Kedua harga acuan minyak sudah tergerus lebih dari 15 persen sejak menyentuh harga tertinggi dalam empat tahun pada awal Oktober, karena perusahaan hedge funds memangkas prakiraan bullish pada harga minyak menjadi terendah dalam satu tahun. Washington menerapkan kembali sanksi terhadap Iran sejak hari ini, Senin 5 November 2018. Sanksi tersebut sempat dicabut setelah AS, dibawah pemerintahan Presiden Barack Obama, menyetujui perjanjian nuklir pada 2015. Sanksi baru juga menambah sekitar 300 target baru, termasuk industri perminyakan Iran, asuransi, dan perbankan.

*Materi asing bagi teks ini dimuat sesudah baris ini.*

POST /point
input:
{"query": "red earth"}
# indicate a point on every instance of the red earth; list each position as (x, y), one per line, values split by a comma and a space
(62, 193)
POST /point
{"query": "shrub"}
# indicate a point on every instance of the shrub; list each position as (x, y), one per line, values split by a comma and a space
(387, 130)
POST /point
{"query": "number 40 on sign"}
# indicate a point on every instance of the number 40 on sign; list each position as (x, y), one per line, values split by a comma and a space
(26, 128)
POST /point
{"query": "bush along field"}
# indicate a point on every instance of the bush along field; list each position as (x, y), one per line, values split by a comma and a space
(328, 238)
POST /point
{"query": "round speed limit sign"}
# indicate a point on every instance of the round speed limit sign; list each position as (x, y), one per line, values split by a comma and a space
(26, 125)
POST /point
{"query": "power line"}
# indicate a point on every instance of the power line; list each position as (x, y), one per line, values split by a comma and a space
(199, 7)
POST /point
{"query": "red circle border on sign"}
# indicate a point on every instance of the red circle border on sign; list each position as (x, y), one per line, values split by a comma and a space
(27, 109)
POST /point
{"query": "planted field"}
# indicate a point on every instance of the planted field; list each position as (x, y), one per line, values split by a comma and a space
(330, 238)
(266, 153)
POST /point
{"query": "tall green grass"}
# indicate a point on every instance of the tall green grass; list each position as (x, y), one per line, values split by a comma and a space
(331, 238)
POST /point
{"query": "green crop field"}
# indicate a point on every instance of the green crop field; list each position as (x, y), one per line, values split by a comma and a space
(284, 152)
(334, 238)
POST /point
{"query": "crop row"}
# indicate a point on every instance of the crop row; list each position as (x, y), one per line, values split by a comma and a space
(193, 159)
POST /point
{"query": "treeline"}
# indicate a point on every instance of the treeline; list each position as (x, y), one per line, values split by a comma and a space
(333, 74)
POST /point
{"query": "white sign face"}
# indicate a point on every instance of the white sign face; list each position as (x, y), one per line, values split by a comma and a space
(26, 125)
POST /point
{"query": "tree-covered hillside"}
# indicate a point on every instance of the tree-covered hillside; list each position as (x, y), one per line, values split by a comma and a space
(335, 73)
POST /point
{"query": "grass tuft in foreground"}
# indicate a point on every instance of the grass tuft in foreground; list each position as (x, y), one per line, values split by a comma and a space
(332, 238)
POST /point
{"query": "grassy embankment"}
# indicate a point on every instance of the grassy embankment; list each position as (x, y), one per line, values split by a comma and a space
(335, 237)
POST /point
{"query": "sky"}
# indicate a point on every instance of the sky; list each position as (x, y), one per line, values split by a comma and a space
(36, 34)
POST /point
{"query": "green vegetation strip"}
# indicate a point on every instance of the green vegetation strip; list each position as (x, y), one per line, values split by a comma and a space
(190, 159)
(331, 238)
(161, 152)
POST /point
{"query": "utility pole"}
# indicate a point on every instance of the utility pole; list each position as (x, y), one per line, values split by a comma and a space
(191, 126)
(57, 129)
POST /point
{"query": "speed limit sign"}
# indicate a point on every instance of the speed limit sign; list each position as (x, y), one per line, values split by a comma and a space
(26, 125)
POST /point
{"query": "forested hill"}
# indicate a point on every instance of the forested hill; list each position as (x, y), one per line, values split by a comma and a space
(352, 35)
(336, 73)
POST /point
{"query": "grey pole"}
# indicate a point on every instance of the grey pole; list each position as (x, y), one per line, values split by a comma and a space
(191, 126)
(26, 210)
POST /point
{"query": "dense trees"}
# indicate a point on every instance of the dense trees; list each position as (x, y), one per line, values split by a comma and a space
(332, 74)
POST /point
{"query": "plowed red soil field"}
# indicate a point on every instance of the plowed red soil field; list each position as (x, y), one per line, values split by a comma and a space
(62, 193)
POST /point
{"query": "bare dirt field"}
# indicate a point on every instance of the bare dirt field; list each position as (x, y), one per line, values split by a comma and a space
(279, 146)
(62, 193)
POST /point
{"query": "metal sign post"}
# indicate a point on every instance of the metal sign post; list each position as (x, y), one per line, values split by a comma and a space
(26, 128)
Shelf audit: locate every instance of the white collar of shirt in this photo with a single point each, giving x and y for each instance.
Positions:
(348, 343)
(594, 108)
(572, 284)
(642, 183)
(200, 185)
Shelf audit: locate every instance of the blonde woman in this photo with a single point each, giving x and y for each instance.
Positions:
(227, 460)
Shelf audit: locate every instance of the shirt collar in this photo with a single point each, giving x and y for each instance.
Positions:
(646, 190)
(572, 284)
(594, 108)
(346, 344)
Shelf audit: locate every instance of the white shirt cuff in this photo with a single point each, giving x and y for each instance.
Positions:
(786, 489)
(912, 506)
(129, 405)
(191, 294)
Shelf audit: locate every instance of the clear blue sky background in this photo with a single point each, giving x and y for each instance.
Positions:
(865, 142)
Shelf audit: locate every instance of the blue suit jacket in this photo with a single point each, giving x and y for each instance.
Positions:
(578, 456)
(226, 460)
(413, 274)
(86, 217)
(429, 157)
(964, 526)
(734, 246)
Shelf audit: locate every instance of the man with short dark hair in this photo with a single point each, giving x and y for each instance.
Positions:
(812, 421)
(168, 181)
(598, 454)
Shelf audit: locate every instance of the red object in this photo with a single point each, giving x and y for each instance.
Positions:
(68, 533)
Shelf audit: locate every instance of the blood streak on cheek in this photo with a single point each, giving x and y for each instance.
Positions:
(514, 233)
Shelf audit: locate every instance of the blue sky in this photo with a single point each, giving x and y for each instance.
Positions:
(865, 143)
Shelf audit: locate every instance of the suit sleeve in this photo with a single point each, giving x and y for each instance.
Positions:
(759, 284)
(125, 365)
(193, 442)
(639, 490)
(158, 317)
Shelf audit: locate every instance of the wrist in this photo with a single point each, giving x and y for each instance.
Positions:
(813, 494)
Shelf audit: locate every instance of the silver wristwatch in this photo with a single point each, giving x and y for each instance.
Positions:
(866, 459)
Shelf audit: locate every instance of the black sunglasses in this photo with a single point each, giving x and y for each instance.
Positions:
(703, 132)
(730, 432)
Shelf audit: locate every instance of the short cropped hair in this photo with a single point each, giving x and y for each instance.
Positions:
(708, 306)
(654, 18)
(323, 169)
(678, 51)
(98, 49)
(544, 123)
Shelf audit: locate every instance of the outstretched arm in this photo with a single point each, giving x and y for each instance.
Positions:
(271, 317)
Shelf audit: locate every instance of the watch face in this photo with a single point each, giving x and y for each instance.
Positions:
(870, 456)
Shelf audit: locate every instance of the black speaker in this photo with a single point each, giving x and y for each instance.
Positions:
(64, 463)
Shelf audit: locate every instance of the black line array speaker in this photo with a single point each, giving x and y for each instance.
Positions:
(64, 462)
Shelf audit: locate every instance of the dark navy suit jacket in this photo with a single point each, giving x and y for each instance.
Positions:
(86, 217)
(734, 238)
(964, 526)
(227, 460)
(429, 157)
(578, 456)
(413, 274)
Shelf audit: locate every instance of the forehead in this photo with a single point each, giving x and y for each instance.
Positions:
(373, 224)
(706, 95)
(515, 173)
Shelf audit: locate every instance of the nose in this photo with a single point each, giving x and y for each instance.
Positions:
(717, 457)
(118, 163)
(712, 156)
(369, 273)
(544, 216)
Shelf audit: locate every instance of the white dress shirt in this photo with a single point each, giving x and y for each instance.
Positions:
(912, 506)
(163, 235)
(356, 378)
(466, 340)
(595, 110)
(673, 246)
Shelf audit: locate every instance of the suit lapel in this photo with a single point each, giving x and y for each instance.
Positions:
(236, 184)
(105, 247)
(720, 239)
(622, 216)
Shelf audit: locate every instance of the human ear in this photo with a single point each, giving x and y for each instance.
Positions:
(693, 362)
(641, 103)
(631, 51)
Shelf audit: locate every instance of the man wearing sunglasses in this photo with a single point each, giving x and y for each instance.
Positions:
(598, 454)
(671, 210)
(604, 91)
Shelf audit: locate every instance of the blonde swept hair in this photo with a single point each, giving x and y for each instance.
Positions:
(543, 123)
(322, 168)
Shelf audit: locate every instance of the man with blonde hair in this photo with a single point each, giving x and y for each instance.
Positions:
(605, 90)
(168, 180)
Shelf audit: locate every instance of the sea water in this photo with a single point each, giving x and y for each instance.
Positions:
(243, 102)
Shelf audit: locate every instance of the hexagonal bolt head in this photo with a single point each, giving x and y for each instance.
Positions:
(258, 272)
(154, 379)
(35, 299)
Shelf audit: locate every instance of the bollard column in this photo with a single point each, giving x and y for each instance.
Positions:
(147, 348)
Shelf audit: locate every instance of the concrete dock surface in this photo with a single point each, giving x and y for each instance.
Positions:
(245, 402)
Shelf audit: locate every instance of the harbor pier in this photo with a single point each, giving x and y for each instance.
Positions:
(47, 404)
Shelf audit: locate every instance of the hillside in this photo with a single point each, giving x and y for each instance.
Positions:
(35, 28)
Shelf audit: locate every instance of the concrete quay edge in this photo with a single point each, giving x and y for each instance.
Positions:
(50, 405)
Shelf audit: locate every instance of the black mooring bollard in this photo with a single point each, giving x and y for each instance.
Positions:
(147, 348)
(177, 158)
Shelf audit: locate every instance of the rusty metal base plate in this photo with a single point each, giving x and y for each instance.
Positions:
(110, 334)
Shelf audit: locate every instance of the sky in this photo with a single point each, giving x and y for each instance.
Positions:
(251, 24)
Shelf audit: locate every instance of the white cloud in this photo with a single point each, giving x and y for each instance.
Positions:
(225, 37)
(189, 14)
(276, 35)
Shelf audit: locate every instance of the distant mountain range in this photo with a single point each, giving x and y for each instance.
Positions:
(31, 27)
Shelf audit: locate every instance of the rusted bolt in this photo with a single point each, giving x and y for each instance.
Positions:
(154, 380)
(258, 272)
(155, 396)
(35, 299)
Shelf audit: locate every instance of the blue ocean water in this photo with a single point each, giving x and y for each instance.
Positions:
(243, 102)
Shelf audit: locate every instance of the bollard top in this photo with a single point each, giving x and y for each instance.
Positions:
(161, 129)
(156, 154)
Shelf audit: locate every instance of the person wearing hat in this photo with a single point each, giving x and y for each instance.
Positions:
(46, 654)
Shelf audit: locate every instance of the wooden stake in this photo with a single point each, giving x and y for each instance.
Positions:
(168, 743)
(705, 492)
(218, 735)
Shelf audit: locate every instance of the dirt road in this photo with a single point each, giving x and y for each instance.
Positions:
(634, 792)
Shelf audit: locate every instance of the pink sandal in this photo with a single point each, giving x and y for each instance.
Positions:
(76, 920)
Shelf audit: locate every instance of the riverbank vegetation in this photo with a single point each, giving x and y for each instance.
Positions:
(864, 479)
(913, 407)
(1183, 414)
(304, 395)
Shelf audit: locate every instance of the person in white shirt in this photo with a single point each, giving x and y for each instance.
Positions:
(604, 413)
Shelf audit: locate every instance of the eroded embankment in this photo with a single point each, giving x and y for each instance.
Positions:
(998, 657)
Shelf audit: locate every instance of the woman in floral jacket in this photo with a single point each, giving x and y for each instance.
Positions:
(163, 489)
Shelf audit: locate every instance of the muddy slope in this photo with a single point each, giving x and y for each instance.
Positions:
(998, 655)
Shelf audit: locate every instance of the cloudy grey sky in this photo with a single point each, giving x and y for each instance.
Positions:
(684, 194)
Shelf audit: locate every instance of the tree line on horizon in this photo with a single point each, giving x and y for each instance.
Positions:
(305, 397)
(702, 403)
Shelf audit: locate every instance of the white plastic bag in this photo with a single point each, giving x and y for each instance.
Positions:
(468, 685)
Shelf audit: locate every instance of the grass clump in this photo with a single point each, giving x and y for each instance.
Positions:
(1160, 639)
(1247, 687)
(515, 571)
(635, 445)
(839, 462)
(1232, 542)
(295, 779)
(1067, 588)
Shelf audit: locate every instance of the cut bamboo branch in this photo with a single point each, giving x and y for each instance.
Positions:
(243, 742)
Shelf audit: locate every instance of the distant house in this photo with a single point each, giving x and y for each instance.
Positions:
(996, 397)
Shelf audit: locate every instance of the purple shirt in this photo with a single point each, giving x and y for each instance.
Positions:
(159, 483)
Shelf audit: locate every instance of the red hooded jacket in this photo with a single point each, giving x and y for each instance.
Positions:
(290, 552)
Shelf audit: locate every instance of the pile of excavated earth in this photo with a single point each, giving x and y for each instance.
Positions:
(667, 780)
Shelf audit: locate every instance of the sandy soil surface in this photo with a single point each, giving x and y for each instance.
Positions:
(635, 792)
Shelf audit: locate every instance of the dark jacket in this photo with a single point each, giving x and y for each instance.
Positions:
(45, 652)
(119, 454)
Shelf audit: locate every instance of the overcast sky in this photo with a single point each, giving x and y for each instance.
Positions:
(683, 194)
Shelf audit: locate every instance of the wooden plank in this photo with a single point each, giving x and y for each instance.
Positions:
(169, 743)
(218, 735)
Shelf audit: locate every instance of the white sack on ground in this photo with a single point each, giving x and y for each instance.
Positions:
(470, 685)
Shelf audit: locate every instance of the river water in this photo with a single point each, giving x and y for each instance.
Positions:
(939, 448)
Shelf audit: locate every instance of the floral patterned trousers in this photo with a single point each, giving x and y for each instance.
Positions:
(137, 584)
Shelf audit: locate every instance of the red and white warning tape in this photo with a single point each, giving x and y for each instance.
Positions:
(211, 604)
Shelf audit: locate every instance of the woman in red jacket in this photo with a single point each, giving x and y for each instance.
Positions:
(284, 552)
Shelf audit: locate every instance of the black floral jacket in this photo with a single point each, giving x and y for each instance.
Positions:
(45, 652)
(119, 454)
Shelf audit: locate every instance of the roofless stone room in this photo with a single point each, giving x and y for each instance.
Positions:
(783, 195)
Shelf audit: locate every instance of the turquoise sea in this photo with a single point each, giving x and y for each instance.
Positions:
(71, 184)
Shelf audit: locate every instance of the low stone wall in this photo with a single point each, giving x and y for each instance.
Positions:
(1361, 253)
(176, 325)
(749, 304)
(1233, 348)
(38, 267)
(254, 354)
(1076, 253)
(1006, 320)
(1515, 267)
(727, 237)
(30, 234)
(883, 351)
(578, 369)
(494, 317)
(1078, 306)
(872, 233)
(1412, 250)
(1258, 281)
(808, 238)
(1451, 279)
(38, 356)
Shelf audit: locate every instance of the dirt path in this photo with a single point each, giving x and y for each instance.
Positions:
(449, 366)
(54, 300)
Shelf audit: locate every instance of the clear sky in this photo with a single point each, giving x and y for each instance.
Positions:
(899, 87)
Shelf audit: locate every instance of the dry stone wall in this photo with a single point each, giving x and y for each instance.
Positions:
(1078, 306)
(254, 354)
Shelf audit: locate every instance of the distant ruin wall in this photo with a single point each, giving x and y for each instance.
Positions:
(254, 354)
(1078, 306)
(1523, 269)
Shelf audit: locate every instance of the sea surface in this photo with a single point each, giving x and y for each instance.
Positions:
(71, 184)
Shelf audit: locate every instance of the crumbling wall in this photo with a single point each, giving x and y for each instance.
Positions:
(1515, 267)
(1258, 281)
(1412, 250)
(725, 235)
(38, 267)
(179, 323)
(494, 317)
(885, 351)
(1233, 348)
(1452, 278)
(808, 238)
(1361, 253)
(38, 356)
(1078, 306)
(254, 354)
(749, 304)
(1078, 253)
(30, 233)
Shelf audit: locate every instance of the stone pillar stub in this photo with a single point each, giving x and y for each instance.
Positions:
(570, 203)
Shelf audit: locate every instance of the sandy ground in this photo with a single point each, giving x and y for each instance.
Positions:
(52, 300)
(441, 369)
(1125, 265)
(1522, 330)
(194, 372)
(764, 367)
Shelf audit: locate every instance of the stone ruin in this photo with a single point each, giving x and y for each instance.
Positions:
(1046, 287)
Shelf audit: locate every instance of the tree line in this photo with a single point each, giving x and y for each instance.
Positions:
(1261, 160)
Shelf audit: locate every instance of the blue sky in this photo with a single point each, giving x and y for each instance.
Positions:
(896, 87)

Sebagai balasan, Presiden Iran Hassan Rouhani dalam pidato yang disiarkan TV pemerintah, mengatakan Iran tidak akan mengikuti sanksi dan terus menjual minyak. Washington juga memberikan pengecualian. Jumat 2 November 2018, AS mengatakan akan sementara waktu mengizinkan delapan importir untuk membeli minyak mentah Iran. "Dampak dari sanksi-sanksi tersebut akan diperlunakan sebagai akibat dari pengecualian itu," kata Surfeit Vijayakar, direktur energi dari perusahaan konsultan, Trisect, seperti dikutip dari VOA Indonesia.

Washington sejauh ini tidak mengungkap delapan importir minyak Iran. Tapi, China, India, Korea Selatan, Turki, Italia, Uni Emirat Arab, dan Jepang sudah lama menjadi pengimpor terbesar minyak Iran. Taiwan hanya sesekali membeli minyak dari Iran.